We can create another pipeline which takes its input from this pipeline, as shown below:

```yaml
apiVersion: mlops.seldon.io/v1alpha1
kind: Pipeline
metadata:
  name: tfsimple-extended
spec:
  input:
    externalInputs:
      - tfsimple.outputs
    tensorMap:
      tfsimple.outputs.OUTPUT0: INPUT0
      tfsimple.outputs.OUTPUT1: INPUT1
  steps:
    - name: tfsimple2
  output:
    steps:
    - tfsimple2
```

{% @mermaid/diagram content="flowchart LR
classDef pipeIO fill:#F6E083

```
subgraph tfsimple.inputs
    INPUT0:::pipeIO
    INPUT1:::pipeIO
end

INPUT0 --> TF1(tfsimple1)
INPUT1 --> TF1

subgraph tfsimple.outputs
    OUTPUT0:::pipeIO
    OUTPUT1:::pipeIO
end

TF1 --> OUTPUT0
TF1 --> OUTPUT1

subgraph tfsimple-extended.inputs
  INPUT10(INPUT0):::pipeIO
  INPUT11(INPUT1):::pipeIO
end
```

OUTPUT0 --> INPUT10
OUTPUT1 --> INPUT11

INPUT10 --> TF2(tfsimple2)
INPUT11 --> TF2

```
subgraph tfsimple-extended.outputs
    OUTPUT10(OUTPUT0):::pipeIO
    OUTPUT11(OUTPUT1):::pipeIO
end

TF2 --> OUTPUT10
TF2 --> OUTPUT11" %}
```

Caption: "*A pipeline taking as input the output of another pipeline.*"

In this way pipelines can be built to extend existing running pipelines to allow extensibility and sharing of data flows.

The spec follows the same spec for a step except that references to other pipelines are contained in the `externalInputs` section which takes the form of pipeline or pipeline.step references:

* `<pipelineName>.(inputs|outputs).<tensorName>`
* `<pipelineName>.(step).<stepName>.<tensorName>`

Tensor names are optional and only needed if you want to take just one tensor from an input or output.

There is also an `externalTriggers` section which allows triggers from other pipelines.

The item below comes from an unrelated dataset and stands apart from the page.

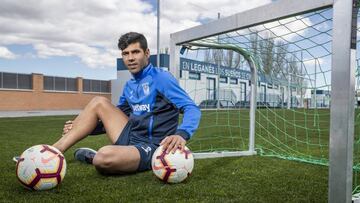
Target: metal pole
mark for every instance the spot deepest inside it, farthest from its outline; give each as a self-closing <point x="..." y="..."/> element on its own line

Further examples can be found in the [pipeline-to-pipeline examples](https://docs.seldon.ai/seldon-core-2/user-guide/examples/pipeline-to-pipeline).

Present caveats:

* Circular dependencies are not presently detected.
* Pipeline status is local to each pipeline.

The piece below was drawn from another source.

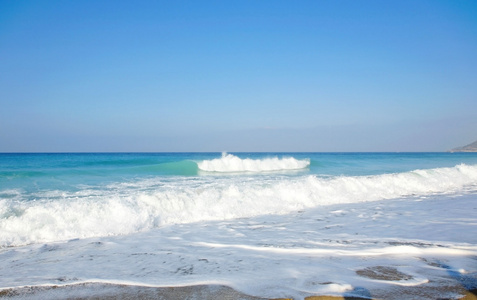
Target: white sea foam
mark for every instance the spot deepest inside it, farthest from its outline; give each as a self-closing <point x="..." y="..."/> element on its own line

## Data Centric Implementation

Internally Pipelines are implemented using Kafka. Each input and output to a pipeline step has an associated Kafka topic. This has many advantages and allows auditing, replay and debugging easier as data is preserved from every step in your pipeline.

Tracing allows you to monitor the processing latency of your pipelines.

![tracing](https://1538183904-files.gitbook.io/~/files/v0/b/gitbook-x-prod.appspot.com/o/spaces%2Fn8ONqKsfp9k7WHp5OWSM%2Fuploads%2Fgit-blob-907e1967cdf63baaf7952aa0357cb3e7e034477a%2Fjaeger-tracing.png?alt=media)

As each request to a pipelines moves through the steps its data will appear in input and output topics. This allows a full audit of every transformation to be carried out.